Antes de uma transfusão ocorrer, técnicos de laboratório misturam uma amostra do sangue de um paciente com uma amostra do doador, cujo tipo sanguíneo é compatível como ABO/+-. Logo, se as duas amostras se agruparem, o sangue é considerado potencialmente perigoso para transfusão.

Descobrir a causa precisa desse problema é como resolver um enigma de palavras cruzadas, de acordo com Sandra Nance, diretora do American Rare Donor Program (ARDP). “Você testa muitos doadores que são de tipos conhecidos, e descobrir apenas por processo de eliminação qual é o fator contribuinte que o torna incompatível”.

A logística do sangue raro e desafios

Durante os últimos 30 anos, o processo de partilha global de sangue foi gradualmente padronizado. Há um laboratório em, na Inglaterra, que possui uma base de dados internacionais de centenas de milhares de doadores raros em todo o mundo, o chamado de International Blood Group Reference Laboratory (IBGRL)Nos últimos dois anos, pelo menos 241 pacotes de sangue raro foram enviados em nível internacional, de acordo com Nicole Thorton, chefe da Red Cell Reference no IBGRL. Por outro lado, em 2011, cerca de 2.000 unidades de sangue raro foram transportadas apenas nos EUA.

Embora esse feito impressionante de coordenação deva ser considerado, os programas de doadores raros ainda pretendem melhorar. O American Rare Donor Program, por exemplo, tem cerca de 45 mil doadores raros em sua base de dados, mas 5% dos pacientes de transfusão ainda não recebem o sangue que precisam. Na África do Sul, de acordo com Coral Olsen, cientista encarregado dos bancos de sangue raros regionais, o laboratório, muitas vezes, luta para manter o controle de doadores registrados. “Como muitos deles são de áreas rurais, às vezes não podemos contatá-los”, explicou. “Este é o nosso maior desafio no que se refere a rastreamento e manutenção da base de dados”.

Para muitos países, um desafio ainda maior são as restrições de recursos.
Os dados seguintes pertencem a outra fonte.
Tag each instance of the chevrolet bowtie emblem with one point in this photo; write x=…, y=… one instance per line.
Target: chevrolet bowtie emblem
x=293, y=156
Os laboratórios têm de manter um repositório de amostras se quiserem executar testes detalhados de antígenos. Segundo Olsen, nos países em desenvolvimento, onde as amostras nem sempre estão disponíveis, é difícil começar a classificar e abastecer esses tipos de sangue mais raros. Ainda, há o custo elevado de importação. Nesses casos, os médicos, às vezes, são obrigados a usar sangues incompatíveis, mas menos prováveis de causar reações severas.

A esperança agora é que, um dia, as descobertas científicas possam facilitar o processo de compatibilidade por meio de exames de DNA. Então, todos os doadores seriam melhores e mais rapidamente identificados, facilitando assim os processos de transfusões.